Tinder's Genius Bouncer Trick
Tinder nailed the product from day one. The swipe. The match. Everything worked. But nobody was using it.
Their fix? They threw a massive birthday party at USC. Bused students in. But here's the catch: you had to install Tinder and show it to the bouncer to get in. 500 of the most popular students on campus, all on the app in one night.
The next day, people checked the app to find the person they saw across the room. And Tinder took off.
Reddit Was Entirely Fake Users
Steve Huffman and Alexis Ohanian had a homepage with nothing on it. No content. No users. Dead.
So they created fake accounts. Dozens of them. They posted all the content themselves. They wrote scripts to scrape headlines from CNN and Digg. They did this for months. One day, Steve forgot to run the script. The homepage was full anyway. Reddit had become real.
The founders literally faked an entire community until real users showed up and took over.
LinkedIn's Value Investor Approach
Reid Hoffman knew Bill Gates would never need LinkedIn. And entry-level workers had nothing to offer the network yet.
So he targeted the middle. People like Mark Pincus. Successful enough to be valuable. Hungry enough to still need connections. That middle layer attracted everyone above and below them.

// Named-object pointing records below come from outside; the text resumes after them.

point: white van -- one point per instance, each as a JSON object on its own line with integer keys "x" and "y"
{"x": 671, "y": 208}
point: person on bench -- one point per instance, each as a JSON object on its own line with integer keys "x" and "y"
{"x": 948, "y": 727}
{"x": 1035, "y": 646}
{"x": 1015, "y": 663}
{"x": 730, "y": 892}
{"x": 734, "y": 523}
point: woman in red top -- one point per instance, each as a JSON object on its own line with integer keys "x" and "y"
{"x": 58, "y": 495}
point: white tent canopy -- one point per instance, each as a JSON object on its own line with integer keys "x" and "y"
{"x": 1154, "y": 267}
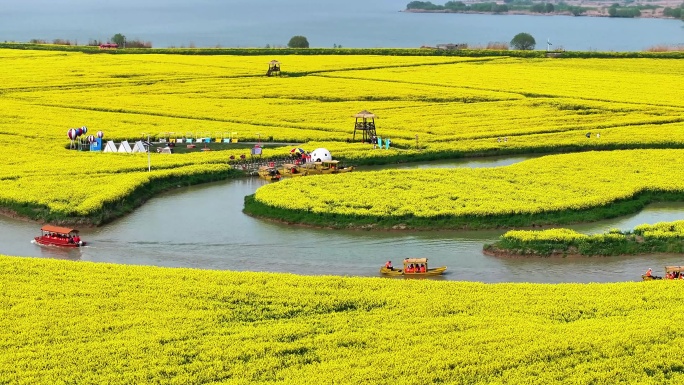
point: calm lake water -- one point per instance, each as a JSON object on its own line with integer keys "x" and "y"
{"x": 350, "y": 23}
{"x": 204, "y": 227}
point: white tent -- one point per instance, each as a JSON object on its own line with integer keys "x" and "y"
{"x": 321, "y": 154}
{"x": 110, "y": 147}
{"x": 125, "y": 147}
{"x": 139, "y": 147}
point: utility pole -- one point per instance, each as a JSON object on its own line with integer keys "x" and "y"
{"x": 149, "y": 161}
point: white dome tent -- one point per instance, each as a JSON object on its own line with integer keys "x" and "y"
{"x": 321, "y": 155}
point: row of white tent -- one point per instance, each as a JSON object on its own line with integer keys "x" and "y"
{"x": 125, "y": 147}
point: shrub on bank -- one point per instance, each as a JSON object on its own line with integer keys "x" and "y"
{"x": 665, "y": 237}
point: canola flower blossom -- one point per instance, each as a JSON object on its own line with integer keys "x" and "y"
{"x": 44, "y": 93}
{"x": 83, "y": 322}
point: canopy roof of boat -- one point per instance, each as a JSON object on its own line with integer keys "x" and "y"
{"x": 57, "y": 229}
{"x": 415, "y": 260}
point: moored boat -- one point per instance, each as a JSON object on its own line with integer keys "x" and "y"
{"x": 59, "y": 236}
{"x": 269, "y": 173}
{"x": 293, "y": 170}
{"x": 413, "y": 267}
{"x": 326, "y": 167}
{"x": 671, "y": 272}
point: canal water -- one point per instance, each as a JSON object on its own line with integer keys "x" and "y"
{"x": 203, "y": 227}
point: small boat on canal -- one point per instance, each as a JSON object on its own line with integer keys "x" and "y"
{"x": 326, "y": 167}
{"x": 413, "y": 267}
{"x": 293, "y": 170}
{"x": 671, "y": 272}
{"x": 59, "y": 237}
{"x": 269, "y": 173}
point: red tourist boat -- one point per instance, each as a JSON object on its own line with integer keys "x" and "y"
{"x": 59, "y": 236}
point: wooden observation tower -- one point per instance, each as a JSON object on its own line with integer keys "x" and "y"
{"x": 273, "y": 68}
{"x": 365, "y": 122}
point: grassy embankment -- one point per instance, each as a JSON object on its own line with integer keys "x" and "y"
{"x": 86, "y": 323}
{"x": 663, "y": 237}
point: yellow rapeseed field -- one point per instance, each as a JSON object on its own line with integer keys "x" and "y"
{"x": 75, "y": 322}
{"x": 455, "y": 106}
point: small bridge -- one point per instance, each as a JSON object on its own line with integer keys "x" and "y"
{"x": 250, "y": 165}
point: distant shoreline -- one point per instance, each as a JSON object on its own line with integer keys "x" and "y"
{"x": 529, "y": 13}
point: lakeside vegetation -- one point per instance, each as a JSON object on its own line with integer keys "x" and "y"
{"x": 663, "y": 237}
{"x": 87, "y": 323}
{"x": 627, "y": 10}
{"x": 473, "y": 52}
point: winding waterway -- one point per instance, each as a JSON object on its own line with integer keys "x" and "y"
{"x": 204, "y": 227}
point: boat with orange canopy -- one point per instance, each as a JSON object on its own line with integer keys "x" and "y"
{"x": 59, "y": 236}
{"x": 413, "y": 267}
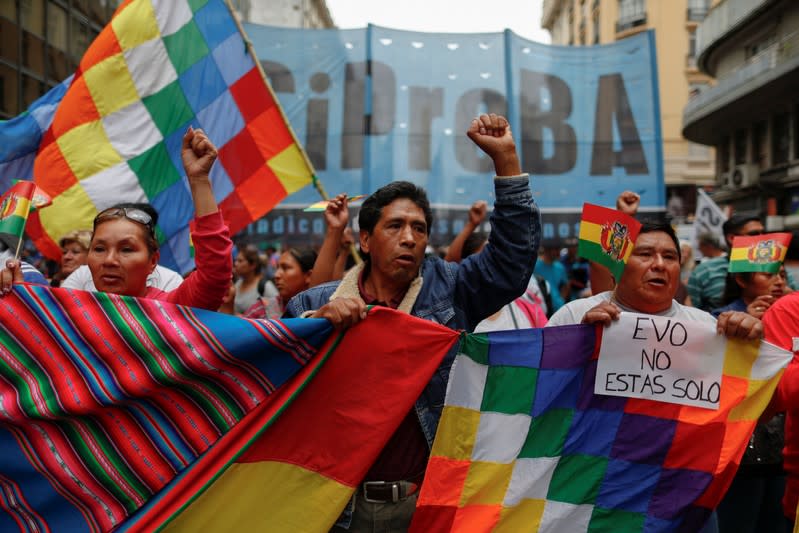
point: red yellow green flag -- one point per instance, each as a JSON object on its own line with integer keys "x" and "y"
{"x": 607, "y": 237}
{"x": 759, "y": 253}
{"x": 298, "y": 473}
{"x": 322, "y": 204}
{"x": 40, "y": 198}
{"x": 15, "y": 206}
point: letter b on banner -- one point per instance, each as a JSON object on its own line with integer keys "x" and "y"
{"x": 545, "y": 105}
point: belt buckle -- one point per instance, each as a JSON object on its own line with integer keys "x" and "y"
{"x": 394, "y": 491}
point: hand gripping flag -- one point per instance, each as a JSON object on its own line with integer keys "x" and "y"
{"x": 132, "y": 414}
{"x": 20, "y": 137}
{"x": 607, "y": 236}
{"x": 15, "y": 205}
{"x": 524, "y": 443}
{"x": 759, "y": 253}
{"x": 159, "y": 67}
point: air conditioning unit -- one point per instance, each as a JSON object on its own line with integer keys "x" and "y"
{"x": 743, "y": 176}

LinkedIn didn't go for the top or the bottom. They found the sweet spot in the middle.
The Flintstoning Principle
Andrew Chen calls this 'Flintstoning.' Like Fred Flintstone's car, you power the machine with your own legs until the engine kicks in.
Every one of these companies used manual, unscalable, sometimes embarrassing tactics to get their first users. Then they let go once the community could sustain itself.
You only Flintstone for a while. Then you let go and let the network carry itself.
Do Things That Don't Scale
Paul Graham said it best. The most common unscalable thing founders have to do is recruit users by hand.
You can't wait for them to find you. Especially when nobody knows your name. Throw parties. Create fake accounts. Go through your address book one by one. Whatever it takes to get your first 100.
Your first 100 users will never come from a marketing campaign. They come from hustle.